Anthology of Computers and the Humanities · Volume 3

Digging Through Garbage: Detection of ‘Garbage’ Words in Digitized Historical Documents

Mirjam Cuper1 ORCID and Ethan den Boer2 ORCID

  • 1 Research Department, KB, The National Library of The Netherlands, The Hague, The Netherlands
  • 2 Independent researcher, Rotterdam, The Netherlands

Permanent Link: https://doi.org/10.63744/wD9bYr0WxUTa

Published: 21 November 2025

Keywords: Digital Heritage, OCR Quality, Garbage Detection

Abstract

Digitized historical heritage is widely available, and the need for high-quality material is increasing. However, there are still some unsolved Optical Character Recognition (OCR) problems. Approaches have arisen to correct such problems after digitization, with the use of automatic post-processing. But sometimes the OCR output is of such low quality that these post-processing methods are not an option. To detect this ’garbage’ output, various ‘garbage detection’ methods have been developed, based on the English and German language. We expand upon these methods by developing a garbage detection method tailored to 17th century Dutch.
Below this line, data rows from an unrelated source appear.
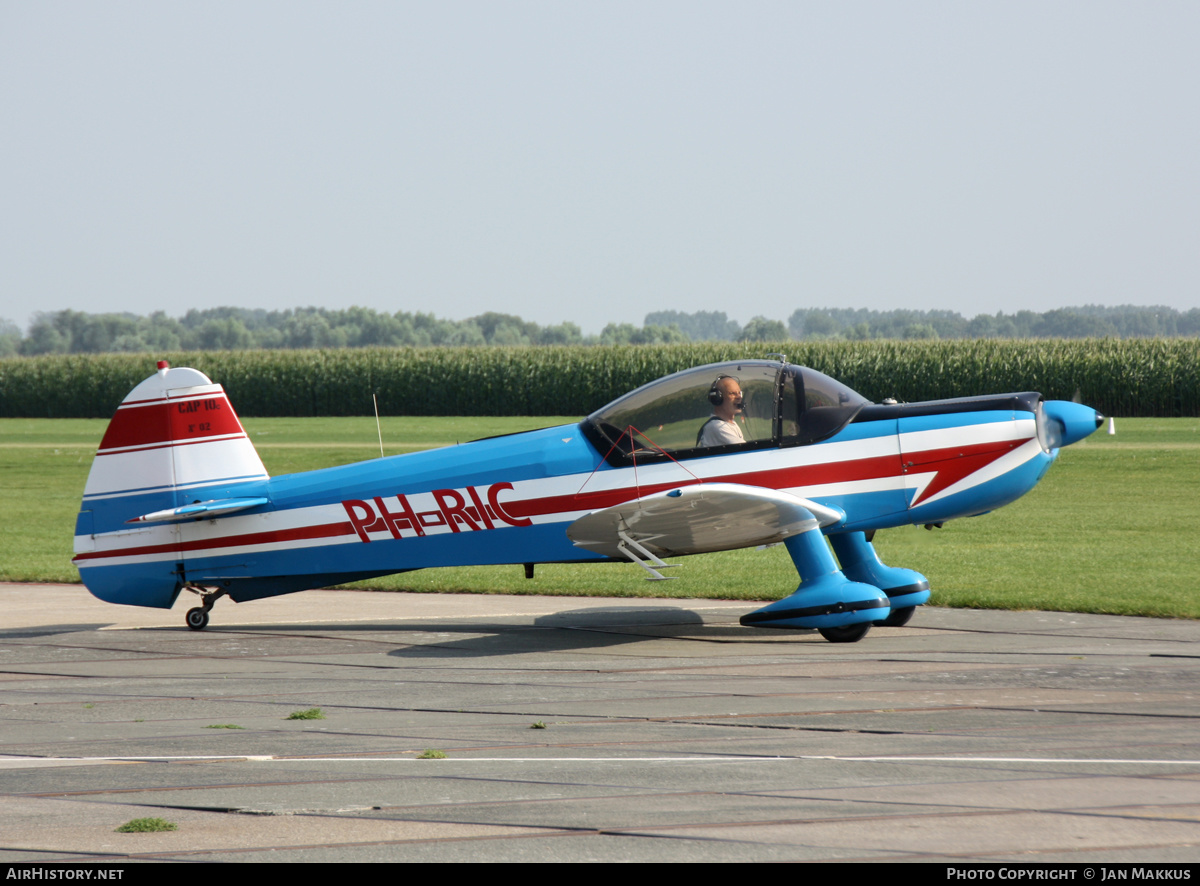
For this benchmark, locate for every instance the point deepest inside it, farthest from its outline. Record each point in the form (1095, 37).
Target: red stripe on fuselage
(187, 419)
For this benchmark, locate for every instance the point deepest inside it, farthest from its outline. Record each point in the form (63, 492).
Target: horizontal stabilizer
(709, 516)
(199, 510)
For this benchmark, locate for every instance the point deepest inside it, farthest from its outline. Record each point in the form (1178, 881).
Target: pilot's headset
(717, 396)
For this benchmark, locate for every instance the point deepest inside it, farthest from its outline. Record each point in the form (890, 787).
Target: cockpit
(781, 406)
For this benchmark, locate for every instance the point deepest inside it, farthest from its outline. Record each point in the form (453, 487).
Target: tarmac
(589, 730)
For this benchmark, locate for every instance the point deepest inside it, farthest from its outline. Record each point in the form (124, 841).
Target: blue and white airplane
(717, 458)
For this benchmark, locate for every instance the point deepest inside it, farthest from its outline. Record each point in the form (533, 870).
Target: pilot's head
(726, 396)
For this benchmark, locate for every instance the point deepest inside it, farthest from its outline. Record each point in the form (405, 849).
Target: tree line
(243, 329)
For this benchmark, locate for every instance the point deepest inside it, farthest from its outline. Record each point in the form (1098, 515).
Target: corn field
(1152, 377)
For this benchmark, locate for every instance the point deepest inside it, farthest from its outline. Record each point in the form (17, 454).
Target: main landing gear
(198, 618)
(843, 603)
Using a dataset of 6,245 17th century Dutch Newspapers for which we have both the original OCR output and the manually corrected transcriptions available, we compare various rule-based and machine learning methods. We developed a semi-automated method to create a labeled dataset for training, and we created a rule-based method tailored to 17th century Dutch. Our results show that various machine learning models outperform rule-based methods. We made our models publicly available for use by both researchers and heritage institutions.